Clinical Features and Electrophysiology

CSNB is characterised by night blindness, variable visual loss and usually normal fundi, although some patients have pale or tilted optic discs. CSNB may be inherited as an AD, AR or XL disorder; with XL inheritance being most common. Patients with AD CSNB usually present with nyctalopia and have normal visual acuity [36]; whereas in XL and AR, CSNB presentation is usually in infancy with nystagmus, moderate to high myopia, strabismus, reduced central vision, and in some cases paradoxical pupil responses (pupillary dilatation to bright light) [34].

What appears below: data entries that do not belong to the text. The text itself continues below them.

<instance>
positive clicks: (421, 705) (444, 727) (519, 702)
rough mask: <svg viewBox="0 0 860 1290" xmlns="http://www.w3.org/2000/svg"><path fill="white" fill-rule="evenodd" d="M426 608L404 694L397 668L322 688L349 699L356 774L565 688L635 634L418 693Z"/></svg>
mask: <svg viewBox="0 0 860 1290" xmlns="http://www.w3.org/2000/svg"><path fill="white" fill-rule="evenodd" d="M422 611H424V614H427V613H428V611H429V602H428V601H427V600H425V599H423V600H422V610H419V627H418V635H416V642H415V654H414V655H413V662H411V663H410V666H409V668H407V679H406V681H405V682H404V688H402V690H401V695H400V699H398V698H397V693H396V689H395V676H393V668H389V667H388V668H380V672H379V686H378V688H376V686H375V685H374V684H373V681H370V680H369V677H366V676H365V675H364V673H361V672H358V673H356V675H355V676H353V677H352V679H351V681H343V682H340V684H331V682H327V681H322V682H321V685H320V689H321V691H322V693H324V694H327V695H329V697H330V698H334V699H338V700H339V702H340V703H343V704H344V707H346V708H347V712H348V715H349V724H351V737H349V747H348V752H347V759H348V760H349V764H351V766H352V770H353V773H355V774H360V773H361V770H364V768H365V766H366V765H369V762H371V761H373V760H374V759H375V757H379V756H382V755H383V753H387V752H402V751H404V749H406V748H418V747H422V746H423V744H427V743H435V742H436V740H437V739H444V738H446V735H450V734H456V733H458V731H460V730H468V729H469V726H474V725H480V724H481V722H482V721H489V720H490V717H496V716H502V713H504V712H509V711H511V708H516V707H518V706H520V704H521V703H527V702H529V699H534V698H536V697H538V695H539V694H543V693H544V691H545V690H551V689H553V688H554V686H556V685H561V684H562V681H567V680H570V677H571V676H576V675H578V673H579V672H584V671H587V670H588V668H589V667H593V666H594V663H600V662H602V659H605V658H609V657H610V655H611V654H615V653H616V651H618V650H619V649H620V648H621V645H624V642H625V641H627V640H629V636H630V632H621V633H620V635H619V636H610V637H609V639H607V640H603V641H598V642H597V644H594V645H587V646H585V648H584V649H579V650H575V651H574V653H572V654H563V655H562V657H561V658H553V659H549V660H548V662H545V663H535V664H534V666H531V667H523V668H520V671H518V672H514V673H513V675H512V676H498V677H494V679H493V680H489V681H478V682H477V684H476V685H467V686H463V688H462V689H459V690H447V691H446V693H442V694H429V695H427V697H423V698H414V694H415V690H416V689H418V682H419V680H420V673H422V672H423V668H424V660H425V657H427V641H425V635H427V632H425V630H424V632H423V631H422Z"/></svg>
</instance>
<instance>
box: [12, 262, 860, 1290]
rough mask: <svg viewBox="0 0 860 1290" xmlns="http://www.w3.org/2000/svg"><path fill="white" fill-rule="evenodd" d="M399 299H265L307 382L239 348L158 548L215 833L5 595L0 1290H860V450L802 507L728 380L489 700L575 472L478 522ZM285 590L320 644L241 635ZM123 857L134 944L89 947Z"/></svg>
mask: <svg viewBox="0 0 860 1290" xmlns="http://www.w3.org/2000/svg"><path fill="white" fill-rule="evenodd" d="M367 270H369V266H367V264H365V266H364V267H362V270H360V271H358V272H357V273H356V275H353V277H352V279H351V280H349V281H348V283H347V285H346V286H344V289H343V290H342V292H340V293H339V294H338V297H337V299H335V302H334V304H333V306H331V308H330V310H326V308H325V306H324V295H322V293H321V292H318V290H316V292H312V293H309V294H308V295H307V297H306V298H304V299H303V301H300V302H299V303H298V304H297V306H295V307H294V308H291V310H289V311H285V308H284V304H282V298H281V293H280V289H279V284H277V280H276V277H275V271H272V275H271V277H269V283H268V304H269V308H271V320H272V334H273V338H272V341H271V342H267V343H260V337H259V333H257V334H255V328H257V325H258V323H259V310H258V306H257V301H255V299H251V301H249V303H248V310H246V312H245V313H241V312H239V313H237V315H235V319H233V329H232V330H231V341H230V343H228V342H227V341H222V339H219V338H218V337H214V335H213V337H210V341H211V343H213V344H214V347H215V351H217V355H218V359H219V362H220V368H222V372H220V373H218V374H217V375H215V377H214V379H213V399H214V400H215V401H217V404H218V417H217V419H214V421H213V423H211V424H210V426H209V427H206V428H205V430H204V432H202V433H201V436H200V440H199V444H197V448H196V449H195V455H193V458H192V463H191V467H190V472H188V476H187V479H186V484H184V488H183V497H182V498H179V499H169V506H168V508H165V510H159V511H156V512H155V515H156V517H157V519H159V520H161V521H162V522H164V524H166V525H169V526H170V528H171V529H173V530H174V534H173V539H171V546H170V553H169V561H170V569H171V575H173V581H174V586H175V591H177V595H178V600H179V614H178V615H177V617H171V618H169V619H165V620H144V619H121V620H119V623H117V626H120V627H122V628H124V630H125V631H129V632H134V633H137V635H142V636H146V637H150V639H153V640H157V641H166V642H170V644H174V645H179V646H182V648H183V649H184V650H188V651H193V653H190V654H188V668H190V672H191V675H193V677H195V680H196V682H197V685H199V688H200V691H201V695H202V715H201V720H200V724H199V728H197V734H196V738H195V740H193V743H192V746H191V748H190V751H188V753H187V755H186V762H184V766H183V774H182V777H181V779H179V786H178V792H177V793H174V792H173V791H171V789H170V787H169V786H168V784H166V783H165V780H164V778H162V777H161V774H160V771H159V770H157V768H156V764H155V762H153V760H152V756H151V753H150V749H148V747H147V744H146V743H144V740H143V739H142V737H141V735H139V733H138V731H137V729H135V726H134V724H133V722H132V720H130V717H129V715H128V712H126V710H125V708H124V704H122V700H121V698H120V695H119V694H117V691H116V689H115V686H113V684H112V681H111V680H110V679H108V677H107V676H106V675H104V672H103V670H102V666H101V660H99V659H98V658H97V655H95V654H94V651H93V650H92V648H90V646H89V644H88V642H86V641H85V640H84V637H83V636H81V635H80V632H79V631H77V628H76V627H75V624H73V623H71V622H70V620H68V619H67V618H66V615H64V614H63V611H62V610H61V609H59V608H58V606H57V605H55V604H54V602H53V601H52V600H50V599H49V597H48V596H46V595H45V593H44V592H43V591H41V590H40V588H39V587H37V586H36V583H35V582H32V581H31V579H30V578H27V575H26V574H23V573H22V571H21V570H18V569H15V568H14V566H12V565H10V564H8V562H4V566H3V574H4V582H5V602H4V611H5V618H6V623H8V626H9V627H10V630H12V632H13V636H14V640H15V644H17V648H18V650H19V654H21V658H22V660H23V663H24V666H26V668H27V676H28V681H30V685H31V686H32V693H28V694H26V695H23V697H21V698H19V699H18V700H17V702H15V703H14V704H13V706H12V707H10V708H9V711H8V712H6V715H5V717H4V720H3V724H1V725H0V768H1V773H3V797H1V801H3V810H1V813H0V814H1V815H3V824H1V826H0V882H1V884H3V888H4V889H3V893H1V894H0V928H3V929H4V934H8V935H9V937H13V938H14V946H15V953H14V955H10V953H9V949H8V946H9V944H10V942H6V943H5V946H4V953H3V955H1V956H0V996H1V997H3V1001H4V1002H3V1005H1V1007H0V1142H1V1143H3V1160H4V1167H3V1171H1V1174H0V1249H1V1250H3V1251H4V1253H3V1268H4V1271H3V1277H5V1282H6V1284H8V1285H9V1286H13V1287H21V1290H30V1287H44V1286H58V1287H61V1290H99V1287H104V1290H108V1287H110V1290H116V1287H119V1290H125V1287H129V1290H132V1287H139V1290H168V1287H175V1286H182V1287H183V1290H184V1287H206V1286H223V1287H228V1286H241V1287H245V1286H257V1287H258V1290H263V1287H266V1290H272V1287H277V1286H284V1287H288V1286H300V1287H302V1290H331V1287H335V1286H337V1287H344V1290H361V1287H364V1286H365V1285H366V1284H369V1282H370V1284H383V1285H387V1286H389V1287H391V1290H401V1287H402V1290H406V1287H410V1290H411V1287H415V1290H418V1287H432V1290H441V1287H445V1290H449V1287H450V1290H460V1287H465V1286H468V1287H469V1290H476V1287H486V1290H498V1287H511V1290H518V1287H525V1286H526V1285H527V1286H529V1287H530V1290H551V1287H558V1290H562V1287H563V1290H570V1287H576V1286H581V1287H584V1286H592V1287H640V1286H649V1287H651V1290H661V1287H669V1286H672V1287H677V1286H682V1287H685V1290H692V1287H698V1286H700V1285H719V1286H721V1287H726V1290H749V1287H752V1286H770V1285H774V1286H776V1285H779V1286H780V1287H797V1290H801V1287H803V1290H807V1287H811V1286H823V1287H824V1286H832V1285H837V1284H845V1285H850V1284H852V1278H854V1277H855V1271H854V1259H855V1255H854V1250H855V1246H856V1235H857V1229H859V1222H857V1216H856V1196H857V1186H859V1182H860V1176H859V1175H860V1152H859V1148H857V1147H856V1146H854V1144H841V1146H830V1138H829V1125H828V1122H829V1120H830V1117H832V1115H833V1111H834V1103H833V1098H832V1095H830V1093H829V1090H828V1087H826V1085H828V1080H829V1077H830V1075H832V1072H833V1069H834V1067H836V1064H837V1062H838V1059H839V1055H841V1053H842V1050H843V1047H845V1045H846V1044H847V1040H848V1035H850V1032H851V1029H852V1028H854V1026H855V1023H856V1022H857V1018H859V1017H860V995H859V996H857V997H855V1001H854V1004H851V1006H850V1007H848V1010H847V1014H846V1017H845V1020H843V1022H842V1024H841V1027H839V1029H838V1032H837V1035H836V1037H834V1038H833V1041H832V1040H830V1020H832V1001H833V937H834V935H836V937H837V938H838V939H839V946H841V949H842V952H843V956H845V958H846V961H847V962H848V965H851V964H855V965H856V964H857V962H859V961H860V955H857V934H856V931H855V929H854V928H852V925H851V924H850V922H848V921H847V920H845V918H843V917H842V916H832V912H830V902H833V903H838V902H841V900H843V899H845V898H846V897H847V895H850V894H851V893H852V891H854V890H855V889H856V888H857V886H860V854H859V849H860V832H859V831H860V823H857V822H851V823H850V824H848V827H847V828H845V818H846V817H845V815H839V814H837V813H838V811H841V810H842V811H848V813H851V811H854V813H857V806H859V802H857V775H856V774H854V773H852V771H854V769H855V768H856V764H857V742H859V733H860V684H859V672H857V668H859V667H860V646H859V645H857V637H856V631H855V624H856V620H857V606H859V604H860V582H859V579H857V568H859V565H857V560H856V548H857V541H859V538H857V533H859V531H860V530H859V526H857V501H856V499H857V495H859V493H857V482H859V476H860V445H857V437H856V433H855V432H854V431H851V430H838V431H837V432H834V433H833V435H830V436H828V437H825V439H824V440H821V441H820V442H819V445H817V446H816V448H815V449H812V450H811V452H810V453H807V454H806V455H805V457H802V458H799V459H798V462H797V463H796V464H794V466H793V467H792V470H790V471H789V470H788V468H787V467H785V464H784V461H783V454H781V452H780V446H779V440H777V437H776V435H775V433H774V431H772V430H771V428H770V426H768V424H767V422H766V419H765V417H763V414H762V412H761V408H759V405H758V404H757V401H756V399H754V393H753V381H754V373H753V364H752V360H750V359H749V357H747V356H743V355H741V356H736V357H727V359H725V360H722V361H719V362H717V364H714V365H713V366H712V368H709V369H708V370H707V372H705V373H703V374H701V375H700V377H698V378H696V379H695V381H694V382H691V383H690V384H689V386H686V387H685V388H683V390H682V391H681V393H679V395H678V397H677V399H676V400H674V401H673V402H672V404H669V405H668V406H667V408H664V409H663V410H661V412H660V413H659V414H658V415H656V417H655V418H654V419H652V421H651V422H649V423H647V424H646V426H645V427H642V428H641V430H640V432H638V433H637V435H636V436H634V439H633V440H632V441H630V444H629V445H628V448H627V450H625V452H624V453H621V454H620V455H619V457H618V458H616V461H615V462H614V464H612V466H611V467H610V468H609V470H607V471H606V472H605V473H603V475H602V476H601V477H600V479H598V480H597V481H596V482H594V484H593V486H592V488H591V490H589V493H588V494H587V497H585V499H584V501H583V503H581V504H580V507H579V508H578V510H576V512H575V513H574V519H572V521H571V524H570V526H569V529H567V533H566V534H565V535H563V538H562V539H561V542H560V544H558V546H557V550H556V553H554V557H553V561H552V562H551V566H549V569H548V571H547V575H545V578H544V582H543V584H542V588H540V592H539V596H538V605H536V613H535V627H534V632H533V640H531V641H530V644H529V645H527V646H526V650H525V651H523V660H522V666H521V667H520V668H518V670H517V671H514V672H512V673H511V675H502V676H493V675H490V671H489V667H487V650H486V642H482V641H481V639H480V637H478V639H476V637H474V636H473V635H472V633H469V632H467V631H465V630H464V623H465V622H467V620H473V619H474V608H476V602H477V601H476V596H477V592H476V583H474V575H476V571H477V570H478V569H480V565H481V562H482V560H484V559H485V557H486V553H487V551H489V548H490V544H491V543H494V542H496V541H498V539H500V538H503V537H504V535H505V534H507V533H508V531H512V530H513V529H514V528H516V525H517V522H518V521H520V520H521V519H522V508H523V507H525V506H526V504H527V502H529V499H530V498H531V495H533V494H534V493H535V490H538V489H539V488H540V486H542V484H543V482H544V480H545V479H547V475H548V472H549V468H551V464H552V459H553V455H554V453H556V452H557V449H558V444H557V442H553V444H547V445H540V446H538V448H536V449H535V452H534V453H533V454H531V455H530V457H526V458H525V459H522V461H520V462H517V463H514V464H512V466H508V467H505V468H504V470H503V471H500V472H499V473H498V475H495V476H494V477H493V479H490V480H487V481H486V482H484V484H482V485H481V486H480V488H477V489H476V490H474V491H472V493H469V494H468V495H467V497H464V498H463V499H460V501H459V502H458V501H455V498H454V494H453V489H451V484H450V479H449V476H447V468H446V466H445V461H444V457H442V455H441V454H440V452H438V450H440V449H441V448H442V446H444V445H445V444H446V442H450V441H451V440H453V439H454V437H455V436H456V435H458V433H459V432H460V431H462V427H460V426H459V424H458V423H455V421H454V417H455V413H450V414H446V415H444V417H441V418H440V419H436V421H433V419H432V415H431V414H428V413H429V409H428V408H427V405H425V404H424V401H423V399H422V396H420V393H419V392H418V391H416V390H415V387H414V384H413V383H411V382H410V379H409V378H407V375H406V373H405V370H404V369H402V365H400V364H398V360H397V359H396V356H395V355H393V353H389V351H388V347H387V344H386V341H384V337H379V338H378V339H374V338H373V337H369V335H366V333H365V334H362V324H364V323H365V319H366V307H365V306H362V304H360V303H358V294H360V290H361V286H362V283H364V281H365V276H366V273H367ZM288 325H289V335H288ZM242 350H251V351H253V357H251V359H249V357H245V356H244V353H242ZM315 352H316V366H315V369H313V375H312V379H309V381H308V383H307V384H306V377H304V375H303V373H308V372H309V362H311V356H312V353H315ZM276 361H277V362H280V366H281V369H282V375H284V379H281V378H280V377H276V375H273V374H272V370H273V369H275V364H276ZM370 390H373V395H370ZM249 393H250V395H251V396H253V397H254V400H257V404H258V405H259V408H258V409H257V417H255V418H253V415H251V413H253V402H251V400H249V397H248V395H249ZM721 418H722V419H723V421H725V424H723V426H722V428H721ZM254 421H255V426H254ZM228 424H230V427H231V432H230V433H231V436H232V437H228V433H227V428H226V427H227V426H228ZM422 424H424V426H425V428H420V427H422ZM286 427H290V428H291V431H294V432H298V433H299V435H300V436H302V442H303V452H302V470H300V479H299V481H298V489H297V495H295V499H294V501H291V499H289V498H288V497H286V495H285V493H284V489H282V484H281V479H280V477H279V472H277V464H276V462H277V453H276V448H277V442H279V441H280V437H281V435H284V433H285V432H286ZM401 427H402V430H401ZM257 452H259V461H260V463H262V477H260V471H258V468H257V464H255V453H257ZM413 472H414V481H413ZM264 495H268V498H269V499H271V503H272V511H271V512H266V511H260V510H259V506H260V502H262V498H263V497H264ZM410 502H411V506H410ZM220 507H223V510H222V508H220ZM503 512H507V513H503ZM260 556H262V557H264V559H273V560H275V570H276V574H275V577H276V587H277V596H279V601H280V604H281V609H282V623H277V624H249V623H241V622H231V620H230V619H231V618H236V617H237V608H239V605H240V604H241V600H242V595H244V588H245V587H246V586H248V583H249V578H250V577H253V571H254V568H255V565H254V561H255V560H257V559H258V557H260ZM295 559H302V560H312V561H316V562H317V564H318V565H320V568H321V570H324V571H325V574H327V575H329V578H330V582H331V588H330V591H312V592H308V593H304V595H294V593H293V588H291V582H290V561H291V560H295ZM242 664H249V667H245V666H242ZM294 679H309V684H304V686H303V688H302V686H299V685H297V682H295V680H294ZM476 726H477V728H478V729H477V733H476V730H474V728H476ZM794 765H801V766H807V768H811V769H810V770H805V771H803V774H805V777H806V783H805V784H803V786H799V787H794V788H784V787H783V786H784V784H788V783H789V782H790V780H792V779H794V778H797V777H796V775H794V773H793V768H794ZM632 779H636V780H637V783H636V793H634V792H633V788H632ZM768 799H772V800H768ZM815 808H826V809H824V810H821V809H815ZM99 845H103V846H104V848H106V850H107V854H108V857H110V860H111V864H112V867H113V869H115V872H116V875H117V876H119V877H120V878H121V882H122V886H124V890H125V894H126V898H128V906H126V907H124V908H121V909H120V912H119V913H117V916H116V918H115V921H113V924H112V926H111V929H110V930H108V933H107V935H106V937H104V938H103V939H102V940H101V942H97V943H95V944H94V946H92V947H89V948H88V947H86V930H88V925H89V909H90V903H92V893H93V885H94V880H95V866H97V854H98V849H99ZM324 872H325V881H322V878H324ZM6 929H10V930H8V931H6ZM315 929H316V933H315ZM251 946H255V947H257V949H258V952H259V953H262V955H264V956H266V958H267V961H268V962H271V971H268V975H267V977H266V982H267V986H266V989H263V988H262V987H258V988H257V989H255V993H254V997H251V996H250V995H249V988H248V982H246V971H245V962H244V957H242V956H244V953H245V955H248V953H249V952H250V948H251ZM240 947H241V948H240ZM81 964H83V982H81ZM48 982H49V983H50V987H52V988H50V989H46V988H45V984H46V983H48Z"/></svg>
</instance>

XL CSNB is further subdivided into the complete and incomplete forms. Patients with complete CSNB are myopic and have more pronounced night blindness. Both complete and incomplete CSNB show a negative type of ERG, in that the photoreceptor derived a-wave in the maximal response is usually normal,but there is selective reduction in the inner nuclear derived b-wave so that it is smaller than the a-wave. In complete CSNB, the rod-specific ERG is more severely affected and is often nonrecordable [2]. Cone ERGs show mild abnormalities reflecting ON- bipolar pathway dysfunction. In contrast, there is always a detectable rod-specific ERG in incomplete CSNB and cone ERGs are much more abnormal than in complete CSNB, reflecting involvement of both ON- and OFF- bipolar pathways.

AR CSNB is phenotypically very similar to XLCSNB, both clinically and on ERG testing. In most families with AD CSNB, affected individuals show attenuated rod responses but normal cone responses on ERG testing, without evidence of a negative waveform on maximal response testing. Inner retinal dysfunction has been reported in a few cases.